Reading Summary 2019-05-14
· by Aldrin Montana
Too Big to Eat: Boosting Analytics Data Ingestion from Object Stores with Scoop
The authors are trying to address the performance issues of analytics frameworks that ingest data into an object store and then access the data for compute. The separation of these 2 phases and the bottleneck of having to read data out of disaggregated storage before running analysis is shown to be inefficient.
There are many related projects that push data filtering down to an active storage layer, such as Cybertron, Rhea, Diamond, and Minimal. There are also a few related active storage systems. However, none of these other approaches addressed the pushdown of data filters in a flexible manner that is as close to the backend object store as scoop, and they also did not support data locality.
The authors propose that data ingest should have ETL-type actions applied and that analysis should be able to offload some queries to an active object storage layer–essentially a layer that is able to run some compute close to the storage instead of waiting for the data to be communicated over the wire.
The flexibility of Scoop is significantly better than these other related projects. A primary distinguishing aspect mentioned by the authors is that scoop extends the object store (swift) with a platform that can apply pushed down data filters onto object requests.
For queries with >= 80% selectivity, scoop shows an order of magnitude speedup of spark SQL, and nearly 2x performance for queries with ~20% selectivity. For these particular experiments (Figure 5), there are no cases where there is a drop in performance. For the smart energy grid domain (e.g. GridPocket), scoop showed 6-18x speedup for a 50GB dataset, and 30-37x speedup for a 500GB dataset. Scoop also outperforms swift (by a lot) and parquet formats. In addition, scoop appears to have better CPU utilization than swift, but because it is so much faster it is able to release resources for every experiment far earlier than spark or swift.

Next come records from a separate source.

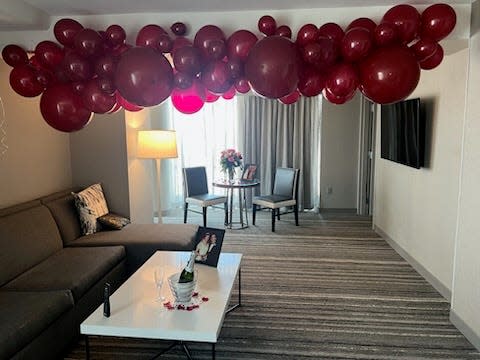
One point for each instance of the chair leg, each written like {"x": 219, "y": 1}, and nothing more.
{"x": 273, "y": 219}
{"x": 185, "y": 211}
{"x": 204, "y": 211}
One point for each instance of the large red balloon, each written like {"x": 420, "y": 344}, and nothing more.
{"x": 240, "y": 43}
{"x": 23, "y": 80}
{"x": 272, "y": 67}
{"x": 65, "y": 31}
{"x": 389, "y": 74}
{"x": 406, "y": 20}
{"x": 62, "y": 109}
{"x": 438, "y": 21}
{"x": 144, "y": 76}
{"x": 14, "y": 55}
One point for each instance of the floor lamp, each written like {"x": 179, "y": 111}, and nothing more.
{"x": 157, "y": 145}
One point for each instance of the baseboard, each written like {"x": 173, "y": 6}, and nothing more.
{"x": 442, "y": 289}
{"x": 465, "y": 329}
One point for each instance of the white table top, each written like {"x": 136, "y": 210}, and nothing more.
{"x": 136, "y": 313}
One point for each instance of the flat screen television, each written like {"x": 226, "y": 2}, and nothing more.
{"x": 403, "y": 133}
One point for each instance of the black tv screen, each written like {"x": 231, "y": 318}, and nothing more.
{"x": 403, "y": 133}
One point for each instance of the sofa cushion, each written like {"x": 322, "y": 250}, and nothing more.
{"x": 24, "y": 315}
{"x": 76, "y": 269}
{"x": 28, "y": 235}
{"x": 62, "y": 207}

This work provides compelling evidence that flexible pushdown of predicates and accommodations of data locality were still not adequately explored, even as recently as April 2017. I think that this work is also a good example of taking classic ideas (databases) and applying them in another field (storage systems) that has only recently seen hardware improvements that are driving different trade-offs than the field has seen before.
Comments and Questions
I am surprised that using swift as a backend was able to provide this type of speedup for spark SQL, and so it makes me wonder how much of the speed up is due to differences between swift and HDFS (which I assumed their evaluation of spark-only used).
I thought it was interesting that scoop shows greater speedup over swift than over parquet, which makes me remember that parquet was published/open-sourced when spark was still relatively new and thus was designed with some older assumptions of storage device characteristics. So, I wonder if parquet and HDFS simply have relatively good alignment of design and so that is why that the speedup of scoop over parquet is significantly less than scoop over swift.
It’s interesting to propagate predicate parameters via metadata in HTTP requests. It highlights the flexibility of HTTP as a channel between compute and storage nodes that allows for more expressive hints compared to trying to expand a low-level API. With this type of approach, it may even be possible to use sidecars (proxies) to do more complex transforms and optimizations of predicate parameters in HTTP requests without ever needing significant changes to the API itself.